新スタートレックのエピソード「ピーク・パフォーマンス」では、ストラテジーマと呼ばれるゲームの名人である異星人が、アンドロイドのデータをこのゲームで打ち負かす。しかし再戦時には、データはもっとも有望な攻撃すらも拒否するかたくなな防御策を講じ、この名人を勝てない怒りによる投了に追い込む。哀れな異星人、データは彼を打ち負かすにとどまらず、彼が打ち込んでいたゲームが決定性を欠いており、従って無益であることをも示したのである。

エドワード・デ・ボノのL-ゲーム [3] は非決定的であり、両プレイヤーが完璧なプレイをするとゲームが永久に続いてしまう。デ・ボノはこの特徴を歓迎して自分の解説の中でも言及しているのだが、変わった人もいるものである。

チェスでさえ、最高レベルのゲームでは引き分けになりがちである。世界選手権では、数十回ゲームが行われてその多くが引き分けに終わる。

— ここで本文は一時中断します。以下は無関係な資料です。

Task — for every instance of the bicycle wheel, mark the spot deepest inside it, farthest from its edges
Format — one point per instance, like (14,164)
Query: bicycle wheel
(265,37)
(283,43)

世界選手権で50のゲームをプレイして、もし3勝2敗45引き分けの成績でチャンピオンになったりしたらどんなに不満が残るか想像してみてほしい。もう10試合したら相手の方が勝っていたかもしれないと思わずにはいられないだろう。

結び

このように4つの性質を挙げたのは、「深さ」に対する「明快さ」、「ドラマ」に対する「決定性」というふうに、2組のペアの間に緊張関係があるように思われるからである。例えば、もしゲームのなかで常に最善手を決定することができるようなアルゴリズムが存在する場合、ゲームは完全に明快になるが、逆に一切の深さは失われてしまう。同じことは、先手か後手のどちらかが必ず勝利できるようなアルゴリズム、つまり「必勝法」がある場合にも言える。そのようなゲーム(ブリッジイット [4] やニム [5] など)は、解かれた=解決した (solved) ゲームである。同様に、劣勢にある者にあまりに多くの挽回の機会があると、ドラマは達成できても決定性は失われるし、その反対に有利を得たプレイヤーがあまりにたやすく勝利できてしまうとゲームからドラマが失われてしまう。これらのバランスが完璧に取れているゲームは稀であり、このことはそのようなゲームをプレイするのと同じくらい、それを考えることを興味深いものにしている。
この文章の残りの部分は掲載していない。